|ADVISORY: EXPLICIT LANGUAGE|
Music: Lena Zavaroni, “It’s only a paper moon”
It’s The William Tell Show. I call myself William Tell; you can call me Bill. Thank you for including me in your world; everyone wants to be included.
At this moment, we’re waiting for the outcomes of the January 6 committee in Congress, and the Trump election interference trial in Georgia. And I, for one, certainly hope that truth wins.
“Abracadabra” is a word we normally associate with a stage magician pulling a rabbit out of a hat. It is also a word used by real magicians, people who presume to actually practice magic, like Aleister Crowley, in their activities and rituals.It’s a corruption of a Hebrew saying that would be translated, quote, “As I create, so it happens.” Both halves of the word come from —
In Hebrew, practically every noun and every verb come from what’s called a “root,” which consists of three consonants. The vowels that get attached to those three consonants determine whether it’s a verb or a noun, singular or plural, masculine or feminine, present or future tense, first, second, or third person, et cetera. The root here is D-B-R, and can mean either “word” or “event.” Put briefly, the same Hebrew word can mean either “word” or “event,” “speak” or “happen.”
So, in saying, “Abracadabra,” the magician is saying, “I speak, and it happens.”
This is a basic belief in a lot of magic, that people’s words can cause events to occur. After all, in the Creation in the book of Genesis, God spoke the world into existence. There is also the story of Matthew 8:8, where the centurion tells Jesus, “Just say the word, and my servant will be healed;” and it happened. For the man or woman of faith, word and deed are one and the same.
Many magicians, and many Christians, believe that anyone can create through speech. Many people quote Romans 4:17, which speaks of “speaking of things that are not, as if they were.” This is the basis of the so-called Word of Faith movement, which teaches Christians to state over and over the things they want, as if they’ve already happened — For example, “I’m rich.” — and the belief is that, saying these things and believing them, will cause them to happen.
I have a particular story about this, that I’ll tell when we get back from the break.
Back in the day, at the first shelter where I stayed, for nine years, we had mandatory chapel for an hour every night. There was no real screening of the presenters; any crackpot who wanted could come in and have a captive audience for one hour every month.
The one exception was homeless people. At the request of the men, I approached the chaplain and obtained permission to lead chapel myself. The administration stepped in, and said a homeless man cannot lead the homeless men’s chapel. Go figure.
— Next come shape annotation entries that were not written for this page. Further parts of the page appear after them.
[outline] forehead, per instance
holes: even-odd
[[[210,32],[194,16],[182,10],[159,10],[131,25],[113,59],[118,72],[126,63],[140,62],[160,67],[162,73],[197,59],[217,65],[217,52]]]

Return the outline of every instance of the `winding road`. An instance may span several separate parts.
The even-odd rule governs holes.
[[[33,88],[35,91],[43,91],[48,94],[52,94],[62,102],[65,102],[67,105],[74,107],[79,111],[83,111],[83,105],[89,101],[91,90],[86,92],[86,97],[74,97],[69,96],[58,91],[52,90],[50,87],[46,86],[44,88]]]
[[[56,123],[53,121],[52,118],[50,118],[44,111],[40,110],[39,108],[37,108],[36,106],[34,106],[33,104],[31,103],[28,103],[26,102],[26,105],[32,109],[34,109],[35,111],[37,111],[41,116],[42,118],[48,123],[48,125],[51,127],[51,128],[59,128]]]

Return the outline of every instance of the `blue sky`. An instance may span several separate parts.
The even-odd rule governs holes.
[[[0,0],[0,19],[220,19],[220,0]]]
OK, so one of the presenters was Minister Jeff. He was young, dynamic, muscular, and certainly thought he was anointed. In his first presentation, he told us how to make your dreams come true, just as dreams came true for Joseph in the book of Genesis. He quoted all the Bible verses I did a minute ago, except for the one about the centurion. He said there are five steps to make your dreams come true:
First, dream it.
Second, believe it,
Third, write it down.
Fourth, speak it.
Fifth, share it, meaning, talk about it widely.
Then, whatever you wish for, will come to pass.
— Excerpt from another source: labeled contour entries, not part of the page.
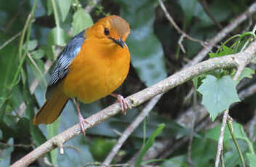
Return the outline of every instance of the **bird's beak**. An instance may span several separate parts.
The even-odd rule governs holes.
[[[125,43],[123,41],[123,40],[121,40],[121,38],[118,38],[118,39],[115,39],[113,38],[110,38],[114,43],[116,43],[116,44],[119,45],[121,47],[124,48],[124,45]]]

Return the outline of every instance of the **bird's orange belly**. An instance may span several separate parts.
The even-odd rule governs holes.
[[[64,80],[64,91],[71,98],[89,103],[107,96],[124,81],[129,56],[119,55],[114,61],[104,57],[76,57]]]

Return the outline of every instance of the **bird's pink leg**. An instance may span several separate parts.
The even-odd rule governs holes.
[[[122,95],[118,94],[111,94],[112,97],[114,97],[117,99],[117,101],[119,102],[121,108],[121,112],[124,115],[127,114],[127,110],[131,109],[132,107],[129,104],[128,101],[124,98]]]
[[[81,113],[80,113],[80,108],[79,108],[79,103],[77,99],[75,99],[76,101],[76,110],[77,110],[77,113],[79,115],[79,125],[81,127],[81,131],[83,133],[84,136],[85,136],[86,133],[86,130],[84,129],[84,126],[85,123],[88,123],[91,126],[92,126],[92,124],[87,121],[86,119],[84,118],[83,115],[81,115]]]

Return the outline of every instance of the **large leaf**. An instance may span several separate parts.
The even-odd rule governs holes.
[[[131,26],[127,39],[132,65],[146,86],[152,85],[167,76],[161,45],[153,33],[155,20],[153,0],[117,0],[121,15]]]
[[[198,91],[203,95],[202,104],[207,109],[212,121],[232,103],[239,102],[236,81],[229,76],[217,79],[208,75],[202,82]]]
[[[232,124],[233,124],[233,134],[236,138],[247,140],[248,138],[244,131],[243,126],[235,121],[233,121]],[[221,125],[218,124],[215,128],[209,130],[206,134],[206,137],[215,140],[215,142],[217,142],[220,137],[220,128],[221,128]],[[226,126],[225,127],[223,141],[225,142],[231,139],[232,139],[231,135],[228,131],[228,126]]]
[[[198,5],[197,0],[179,0],[177,2],[183,9],[187,22],[189,23],[196,13],[196,6]]]
[[[82,9],[79,8],[73,15],[72,33],[73,36],[93,24],[91,16]]]
[[[249,161],[249,166],[256,166],[256,155],[252,153],[247,153],[247,156]]]
[[[0,97],[5,98],[9,93],[7,88],[11,85],[16,73],[18,59],[17,46],[9,44],[0,50]],[[0,98],[0,101],[1,101]]]
[[[54,28],[49,33],[47,43],[50,45],[65,46],[69,36],[63,29],[59,27]]]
So, I decided to do this myself.
I said, “Halle Berry’s going to suck my dick for five hours, and then I’ll fuck the shit out of her.”
I dreamed it. I believed it. I wrote it down: “Halle Berry’s gonna” — My handwriting is atrocious! — “and then I’ll —”
I spoke it. I didn’t really share it much, ‘cause I don’t wanna go to jail.
But that was at least five years ago, and it still hasn’t happened.
For today’s music, I have a YouTube video instead of an mp3 file. I wanted to find something about magic. “It’s only a paper moon” is one of my favorite songs; it brightens my soul every time I think about it.